El problema se repite cada semana al sur-oriente de la capital, se trata del agua, ese recurso que llega a cuentagotas y solo los lunes, específicamente en La Calera, zona que comprende fraccionamientos y colonias populares que comparten una problemática: jamás pueden ver sus tinacos y cisternas llenas.
La zona es, literalmente, el punto más alto del suministro, pues mientras el agua llega por gravedad a las áreas bajas de la ciudad, aquí el sistema depende del bombeo y presión del Acuaférico. Cualquier falla eléctrica o mantenimiento mínimo a la red deja a las colonias secas por días, son los últimos en recuperar presión.
El desabasto en el sur-oriente de Puebla no distingue entre colonias populares y fraccionamientos; históricamente, el tandeo es de los más castigados por lo que la gente está sufriendo la carestía desde distintas aristas: no hay agua para bañarse, lavar trastes o cocinar.
Apenas hace unos días, Agua de Puebla informó del corte temporal en más de 50 colonias por mantenimiento preventivo al Acuaférico, situación que los ciudadanos comprenden, pero lo que les molesta es que al concluir la obra no se restituyó el recurso; literalmente, se están secando y no ven una solución.
La realidad es cruda: el propio Soapap reconoce que la zona metropolitana pierde 41 por ciento del agua en fugas y aguachicoleo.

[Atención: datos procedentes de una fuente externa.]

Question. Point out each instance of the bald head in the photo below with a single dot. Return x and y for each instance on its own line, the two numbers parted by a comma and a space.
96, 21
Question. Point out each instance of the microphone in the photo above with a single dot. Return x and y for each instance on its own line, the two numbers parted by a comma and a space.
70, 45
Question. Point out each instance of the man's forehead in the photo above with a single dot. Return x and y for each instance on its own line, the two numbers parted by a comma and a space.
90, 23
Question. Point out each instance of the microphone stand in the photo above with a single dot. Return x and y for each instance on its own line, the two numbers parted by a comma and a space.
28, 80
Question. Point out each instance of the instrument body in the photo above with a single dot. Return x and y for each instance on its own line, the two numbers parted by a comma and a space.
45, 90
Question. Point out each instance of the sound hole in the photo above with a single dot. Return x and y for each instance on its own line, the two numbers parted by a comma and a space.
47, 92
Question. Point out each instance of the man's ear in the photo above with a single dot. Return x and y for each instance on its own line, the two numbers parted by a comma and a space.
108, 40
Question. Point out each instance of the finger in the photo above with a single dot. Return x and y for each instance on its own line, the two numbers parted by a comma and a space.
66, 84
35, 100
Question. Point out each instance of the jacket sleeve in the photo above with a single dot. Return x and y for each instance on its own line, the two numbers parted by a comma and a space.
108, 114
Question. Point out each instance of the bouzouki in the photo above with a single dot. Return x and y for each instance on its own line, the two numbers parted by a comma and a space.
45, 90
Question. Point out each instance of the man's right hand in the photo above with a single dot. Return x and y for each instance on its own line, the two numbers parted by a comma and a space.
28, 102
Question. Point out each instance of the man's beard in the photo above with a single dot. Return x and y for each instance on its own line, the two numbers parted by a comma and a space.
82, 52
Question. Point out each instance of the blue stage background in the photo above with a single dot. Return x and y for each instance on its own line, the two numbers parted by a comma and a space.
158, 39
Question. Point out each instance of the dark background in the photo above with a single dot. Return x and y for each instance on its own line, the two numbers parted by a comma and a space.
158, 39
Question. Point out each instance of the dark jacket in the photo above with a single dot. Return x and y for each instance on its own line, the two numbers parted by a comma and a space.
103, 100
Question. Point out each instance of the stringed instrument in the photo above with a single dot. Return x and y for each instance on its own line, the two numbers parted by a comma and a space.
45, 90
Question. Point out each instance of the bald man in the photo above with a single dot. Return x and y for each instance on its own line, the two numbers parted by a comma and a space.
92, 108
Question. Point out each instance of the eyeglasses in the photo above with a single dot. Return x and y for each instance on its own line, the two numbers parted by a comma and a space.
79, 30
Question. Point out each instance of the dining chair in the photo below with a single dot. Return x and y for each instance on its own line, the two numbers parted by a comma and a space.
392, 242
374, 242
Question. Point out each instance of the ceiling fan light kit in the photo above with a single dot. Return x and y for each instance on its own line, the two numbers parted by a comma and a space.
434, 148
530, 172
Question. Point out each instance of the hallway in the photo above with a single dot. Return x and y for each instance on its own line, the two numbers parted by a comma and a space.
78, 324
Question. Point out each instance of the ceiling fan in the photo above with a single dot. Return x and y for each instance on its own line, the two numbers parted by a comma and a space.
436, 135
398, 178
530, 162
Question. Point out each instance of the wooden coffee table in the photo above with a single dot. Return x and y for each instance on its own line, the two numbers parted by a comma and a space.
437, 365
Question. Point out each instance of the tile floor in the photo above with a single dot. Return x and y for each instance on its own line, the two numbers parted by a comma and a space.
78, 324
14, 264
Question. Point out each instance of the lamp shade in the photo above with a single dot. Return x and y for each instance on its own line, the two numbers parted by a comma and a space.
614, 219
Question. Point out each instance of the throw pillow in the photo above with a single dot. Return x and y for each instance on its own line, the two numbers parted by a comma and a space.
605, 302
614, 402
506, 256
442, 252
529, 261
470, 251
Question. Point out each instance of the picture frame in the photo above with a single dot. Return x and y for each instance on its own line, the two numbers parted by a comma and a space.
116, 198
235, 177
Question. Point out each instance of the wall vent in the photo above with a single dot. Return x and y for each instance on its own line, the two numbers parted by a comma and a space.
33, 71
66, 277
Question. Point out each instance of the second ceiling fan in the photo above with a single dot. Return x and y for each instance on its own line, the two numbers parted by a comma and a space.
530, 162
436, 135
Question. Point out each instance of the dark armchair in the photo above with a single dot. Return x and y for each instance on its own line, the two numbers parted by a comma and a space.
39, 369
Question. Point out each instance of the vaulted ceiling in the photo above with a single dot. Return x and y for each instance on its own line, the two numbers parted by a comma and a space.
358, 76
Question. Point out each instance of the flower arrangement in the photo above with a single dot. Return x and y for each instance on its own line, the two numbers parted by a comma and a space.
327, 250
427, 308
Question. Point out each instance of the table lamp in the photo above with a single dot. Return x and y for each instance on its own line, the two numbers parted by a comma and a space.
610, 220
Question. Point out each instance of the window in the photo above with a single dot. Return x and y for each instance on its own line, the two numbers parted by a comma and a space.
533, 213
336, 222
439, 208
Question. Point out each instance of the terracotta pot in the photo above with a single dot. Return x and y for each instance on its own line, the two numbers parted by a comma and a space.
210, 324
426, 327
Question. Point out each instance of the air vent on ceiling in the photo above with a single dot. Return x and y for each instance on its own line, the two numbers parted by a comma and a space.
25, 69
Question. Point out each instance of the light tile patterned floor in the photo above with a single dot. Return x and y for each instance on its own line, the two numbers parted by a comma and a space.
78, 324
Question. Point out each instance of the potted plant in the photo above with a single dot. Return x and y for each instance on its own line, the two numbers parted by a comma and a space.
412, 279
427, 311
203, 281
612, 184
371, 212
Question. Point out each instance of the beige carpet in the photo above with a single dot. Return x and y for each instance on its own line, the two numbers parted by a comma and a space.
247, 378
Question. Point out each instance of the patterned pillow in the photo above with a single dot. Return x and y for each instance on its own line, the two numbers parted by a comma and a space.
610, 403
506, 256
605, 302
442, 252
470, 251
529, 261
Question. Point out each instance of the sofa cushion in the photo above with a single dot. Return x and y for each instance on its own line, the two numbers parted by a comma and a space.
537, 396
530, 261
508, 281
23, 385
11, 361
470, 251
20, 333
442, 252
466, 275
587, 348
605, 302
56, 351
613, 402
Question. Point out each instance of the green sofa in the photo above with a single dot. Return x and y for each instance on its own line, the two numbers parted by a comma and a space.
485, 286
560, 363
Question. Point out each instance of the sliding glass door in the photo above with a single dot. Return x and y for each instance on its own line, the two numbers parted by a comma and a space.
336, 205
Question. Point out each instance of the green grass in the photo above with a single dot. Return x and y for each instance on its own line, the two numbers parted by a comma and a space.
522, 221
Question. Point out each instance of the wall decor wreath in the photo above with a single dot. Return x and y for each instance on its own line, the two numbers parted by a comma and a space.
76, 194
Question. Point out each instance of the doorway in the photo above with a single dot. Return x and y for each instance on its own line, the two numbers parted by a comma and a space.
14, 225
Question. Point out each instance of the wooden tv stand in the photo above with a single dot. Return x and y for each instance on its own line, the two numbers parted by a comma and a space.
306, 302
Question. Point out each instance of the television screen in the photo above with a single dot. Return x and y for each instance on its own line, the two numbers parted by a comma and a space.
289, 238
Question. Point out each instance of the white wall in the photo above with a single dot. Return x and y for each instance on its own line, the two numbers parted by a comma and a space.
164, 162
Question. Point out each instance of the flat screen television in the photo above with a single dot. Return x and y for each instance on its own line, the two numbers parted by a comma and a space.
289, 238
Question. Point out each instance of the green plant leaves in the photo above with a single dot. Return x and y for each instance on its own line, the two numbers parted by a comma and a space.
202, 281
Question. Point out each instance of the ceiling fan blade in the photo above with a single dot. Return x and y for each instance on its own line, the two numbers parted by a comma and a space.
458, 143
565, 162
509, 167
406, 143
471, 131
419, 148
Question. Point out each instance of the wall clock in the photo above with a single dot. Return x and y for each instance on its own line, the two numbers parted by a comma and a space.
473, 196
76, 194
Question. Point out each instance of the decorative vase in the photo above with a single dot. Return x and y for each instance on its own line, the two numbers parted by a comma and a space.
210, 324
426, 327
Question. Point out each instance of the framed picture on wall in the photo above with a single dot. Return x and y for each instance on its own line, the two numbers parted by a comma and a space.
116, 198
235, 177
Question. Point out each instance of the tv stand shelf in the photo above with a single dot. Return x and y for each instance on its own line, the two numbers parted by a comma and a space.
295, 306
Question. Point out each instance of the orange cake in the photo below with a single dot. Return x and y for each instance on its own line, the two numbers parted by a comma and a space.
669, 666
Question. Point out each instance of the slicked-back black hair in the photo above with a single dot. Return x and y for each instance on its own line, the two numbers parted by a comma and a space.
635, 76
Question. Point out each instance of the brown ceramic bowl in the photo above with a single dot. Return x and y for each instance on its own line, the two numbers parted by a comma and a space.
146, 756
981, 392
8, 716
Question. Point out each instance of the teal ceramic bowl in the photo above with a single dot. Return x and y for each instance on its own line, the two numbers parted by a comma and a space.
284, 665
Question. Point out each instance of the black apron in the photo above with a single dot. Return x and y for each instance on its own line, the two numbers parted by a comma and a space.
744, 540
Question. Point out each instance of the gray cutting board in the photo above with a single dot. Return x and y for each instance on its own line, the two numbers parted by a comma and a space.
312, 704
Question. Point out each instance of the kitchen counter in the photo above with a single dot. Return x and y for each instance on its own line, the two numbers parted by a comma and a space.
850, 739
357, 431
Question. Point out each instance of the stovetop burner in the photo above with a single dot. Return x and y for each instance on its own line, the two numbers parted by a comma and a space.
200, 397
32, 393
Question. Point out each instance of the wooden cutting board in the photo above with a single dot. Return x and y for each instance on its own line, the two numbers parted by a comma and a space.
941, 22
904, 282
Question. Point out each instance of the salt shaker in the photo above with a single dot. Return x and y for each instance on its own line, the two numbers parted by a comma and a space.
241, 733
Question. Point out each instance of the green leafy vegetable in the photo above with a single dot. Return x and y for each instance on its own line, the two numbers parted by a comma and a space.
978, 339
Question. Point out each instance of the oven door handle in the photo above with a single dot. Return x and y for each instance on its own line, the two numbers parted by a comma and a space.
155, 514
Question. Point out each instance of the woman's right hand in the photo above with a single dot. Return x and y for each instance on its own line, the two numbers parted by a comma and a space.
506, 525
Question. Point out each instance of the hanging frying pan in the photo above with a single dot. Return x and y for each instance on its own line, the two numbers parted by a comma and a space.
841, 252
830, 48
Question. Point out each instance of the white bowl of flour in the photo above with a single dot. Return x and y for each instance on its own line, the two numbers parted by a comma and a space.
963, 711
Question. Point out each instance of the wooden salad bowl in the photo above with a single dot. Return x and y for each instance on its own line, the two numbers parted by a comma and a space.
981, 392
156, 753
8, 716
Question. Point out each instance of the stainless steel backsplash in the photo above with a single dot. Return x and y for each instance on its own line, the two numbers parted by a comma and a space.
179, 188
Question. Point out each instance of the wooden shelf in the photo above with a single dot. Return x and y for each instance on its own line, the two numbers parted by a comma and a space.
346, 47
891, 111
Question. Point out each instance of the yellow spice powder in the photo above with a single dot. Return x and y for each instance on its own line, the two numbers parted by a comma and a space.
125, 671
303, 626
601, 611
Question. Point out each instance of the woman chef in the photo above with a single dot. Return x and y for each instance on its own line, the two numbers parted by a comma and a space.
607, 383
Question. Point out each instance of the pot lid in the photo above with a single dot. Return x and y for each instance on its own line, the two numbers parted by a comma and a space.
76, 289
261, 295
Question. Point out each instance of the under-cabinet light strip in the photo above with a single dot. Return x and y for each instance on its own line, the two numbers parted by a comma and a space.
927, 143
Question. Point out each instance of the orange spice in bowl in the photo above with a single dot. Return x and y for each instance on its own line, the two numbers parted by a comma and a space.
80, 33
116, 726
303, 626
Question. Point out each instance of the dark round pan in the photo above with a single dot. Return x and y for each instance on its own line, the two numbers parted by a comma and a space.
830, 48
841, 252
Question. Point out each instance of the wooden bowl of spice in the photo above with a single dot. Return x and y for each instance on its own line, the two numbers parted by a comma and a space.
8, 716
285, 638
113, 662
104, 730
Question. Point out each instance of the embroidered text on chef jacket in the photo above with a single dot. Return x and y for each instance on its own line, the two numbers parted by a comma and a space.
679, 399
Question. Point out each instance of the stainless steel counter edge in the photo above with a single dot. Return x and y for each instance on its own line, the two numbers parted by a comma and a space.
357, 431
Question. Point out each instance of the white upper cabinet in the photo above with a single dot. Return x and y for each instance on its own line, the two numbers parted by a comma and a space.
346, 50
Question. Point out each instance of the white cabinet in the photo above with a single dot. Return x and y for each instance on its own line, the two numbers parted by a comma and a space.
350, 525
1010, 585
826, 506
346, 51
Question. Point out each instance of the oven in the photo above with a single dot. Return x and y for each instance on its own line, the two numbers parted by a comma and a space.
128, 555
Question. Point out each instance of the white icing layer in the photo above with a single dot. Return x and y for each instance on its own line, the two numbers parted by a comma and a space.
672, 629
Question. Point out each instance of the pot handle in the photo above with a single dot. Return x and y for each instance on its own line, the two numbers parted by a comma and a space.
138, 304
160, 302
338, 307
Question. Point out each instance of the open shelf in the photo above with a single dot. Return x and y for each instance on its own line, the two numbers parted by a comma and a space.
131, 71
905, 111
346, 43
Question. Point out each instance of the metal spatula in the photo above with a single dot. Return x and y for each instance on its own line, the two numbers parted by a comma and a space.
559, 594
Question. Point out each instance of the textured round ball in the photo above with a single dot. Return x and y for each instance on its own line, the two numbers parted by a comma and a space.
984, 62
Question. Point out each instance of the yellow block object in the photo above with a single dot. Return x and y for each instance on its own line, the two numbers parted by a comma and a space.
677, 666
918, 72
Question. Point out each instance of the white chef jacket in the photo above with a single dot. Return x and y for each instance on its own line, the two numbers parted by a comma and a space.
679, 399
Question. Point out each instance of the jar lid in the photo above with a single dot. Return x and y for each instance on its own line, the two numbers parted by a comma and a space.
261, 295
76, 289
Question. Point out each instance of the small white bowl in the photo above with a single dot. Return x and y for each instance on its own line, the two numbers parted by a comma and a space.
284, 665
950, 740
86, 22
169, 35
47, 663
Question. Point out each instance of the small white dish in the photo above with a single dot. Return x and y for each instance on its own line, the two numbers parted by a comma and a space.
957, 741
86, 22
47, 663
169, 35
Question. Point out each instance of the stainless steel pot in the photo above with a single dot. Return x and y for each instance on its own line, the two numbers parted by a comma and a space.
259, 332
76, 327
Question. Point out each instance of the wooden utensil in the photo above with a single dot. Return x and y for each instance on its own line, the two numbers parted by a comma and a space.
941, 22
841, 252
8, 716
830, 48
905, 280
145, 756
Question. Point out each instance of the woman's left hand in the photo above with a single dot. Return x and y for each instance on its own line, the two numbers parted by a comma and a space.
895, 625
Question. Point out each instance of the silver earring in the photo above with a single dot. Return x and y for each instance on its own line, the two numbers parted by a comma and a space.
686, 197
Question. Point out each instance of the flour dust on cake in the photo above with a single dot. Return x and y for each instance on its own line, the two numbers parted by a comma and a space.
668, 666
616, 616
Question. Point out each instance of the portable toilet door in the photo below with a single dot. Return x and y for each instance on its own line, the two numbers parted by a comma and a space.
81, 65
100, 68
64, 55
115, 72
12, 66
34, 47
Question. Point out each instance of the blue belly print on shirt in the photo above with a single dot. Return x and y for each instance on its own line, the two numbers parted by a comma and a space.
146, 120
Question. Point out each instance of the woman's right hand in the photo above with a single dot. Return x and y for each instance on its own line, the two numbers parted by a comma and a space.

Es decir, casi la mitad del esfuerzo hídrico se diluye en tomas clandestinas o tuberías rotas antes de subir los cerros de La Calera.
A este panorama se suma la bomba de tiempo burocrática que presentamos en MILENIO: 85.5 por ciento del suministro está en riesgo porque Conagua no ha renovado el título de concesión, clave que permite extraer 97.2 millones de metros cúbicos anuales.
Estamos ante una crisis estructural, mientras la gente solo recibe aire en las tuberías, el organismo operador arrastra deudas por más de 2 mil millones de pesos y no destraba los trámites.
No se trata de buscar culpables, sino de exigir empatía. Es urgente destrabar la inversión técnica y los permisos federales para que el agua deje de ser un privilegio de las zonas bajas. Porque al final del día, detrás de cada cisterna vacía hay familias cuya dignidad se está drenando.
El agua, como la justicia, debe alcanzar a todos por igual.